Justice

How Wisconsin Became the Home of Black Incarceration

The unrest in Milwaukee cannot be separated from the historic mass incarceration of black residents there and across Wisconsin.
Police meet a group of protesters in Milwaukee on Sunday, Aug. 14, 2016.Jeffrey Phelps/AP

Milwaukee remains in a state of civil unrest following the officer-involved killing last weekend of Sylville K. Smith, a 23-year-old black male who police claim was fleeing from a traffic stop. The reasons for the unrest are as complex and historical as they are urgent. In Milwaukee, as in much of America, black residents suffer intense neighborhood segregation, income inequality, and a disproportionate amount of officer-involved shootings. But the rates of incarceration for black males set Milwaukee, and Wisconsin more broadly, apart from the rest of the country.

Beverly Walker is a Milwaukee resident whose husband has been incarcerated for nearly two decades after he was found guilty as an accessory to an armed robbery in which no one was injured. Walker has fought for his parole for nearly a decade. She says the riots must be understood in the context of African-American residents’ long-simmering frustration over the city’s excessive incarceration of black men.
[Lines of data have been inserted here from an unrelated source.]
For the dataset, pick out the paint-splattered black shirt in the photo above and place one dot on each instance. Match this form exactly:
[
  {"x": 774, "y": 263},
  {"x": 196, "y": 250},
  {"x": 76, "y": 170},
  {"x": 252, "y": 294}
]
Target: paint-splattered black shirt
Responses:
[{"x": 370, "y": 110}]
“The community is out, trying to get the attention of the governor and the legislature, and we’re just not getting what we need,” says Walker. “It’s creating frustration. A lot of those kids out there don’t even have fathers. Their fathers are sitting in prison for something they should already be out for.”

The riots broke out in Milwaukee’s Sherman Park on Sunday, just a few blocks away from the city’s 53206 zip code, which is 95 percent black and has the highest incarceration rate in the country. In 53206, where Walker lives, nearly every residential block has multiple numbers of ex-offenders with prison records as of 2012.